Foulkes, an L.A.-based artist and musician for more than 50 years, never met a canvas he couldn’t change, something that seems to exasperate most everyone but himself.

This self-dubbed egomaniac spends the better part of this intriguing portrait simply standing and yakking — about himself. That is, when he’s not anxiously preparing for a gallery or museum showing, endlessly reworking such seemingly completed paintings as “The Lost Frontier” or “The Awakening,” or playing music on his giant, whimsical instrument known as “The Machine” (a contraption you must see to believe).

Co-producers and directors Tamar Halpern and Chris Quilty shot the documentary from 2004 to 2012. For a movie about art and artists, it’s not a particularly visually inspired or vibrantly crafted work. Still, Foulkes, whose hyper-focused chitchat is occasionally broken by interview bits with his ex-wife, adult children, museum curators, journalists and others, holds interest with his off-kilter narcissism, obsessive creative process and frank views on his place — or lack thereof — in the art world.

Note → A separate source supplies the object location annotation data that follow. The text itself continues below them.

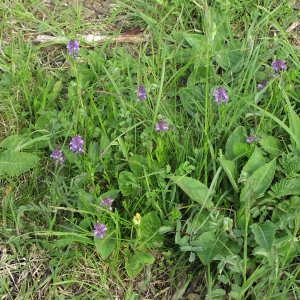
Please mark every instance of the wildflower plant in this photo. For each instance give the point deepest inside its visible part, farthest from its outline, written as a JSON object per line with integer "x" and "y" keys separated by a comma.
{"x": 76, "y": 144}
{"x": 221, "y": 95}
{"x": 73, "y": 48}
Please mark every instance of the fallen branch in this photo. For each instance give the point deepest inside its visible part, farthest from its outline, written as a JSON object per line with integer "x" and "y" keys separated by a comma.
{"x": 91, "y": 38}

Though the guy is obviously a handful, one whose maverick-like methods and macabre edge have admittedly limited his personal and professional success, it’s inspiring to see a unique talent finally get his due, even if — or maybe because — it took until his late 70s to get there.


“Llyn Foulkes One Man Band”

MPAA rating: None

Running time: 1 hour, 28 minutes.

Playing: At Laemmle’s Music Hall 3, Beverly Hills; Laemmle’s NoHo 7, North Hollywood; Laemmle’s Playhouse 7, Pasadena.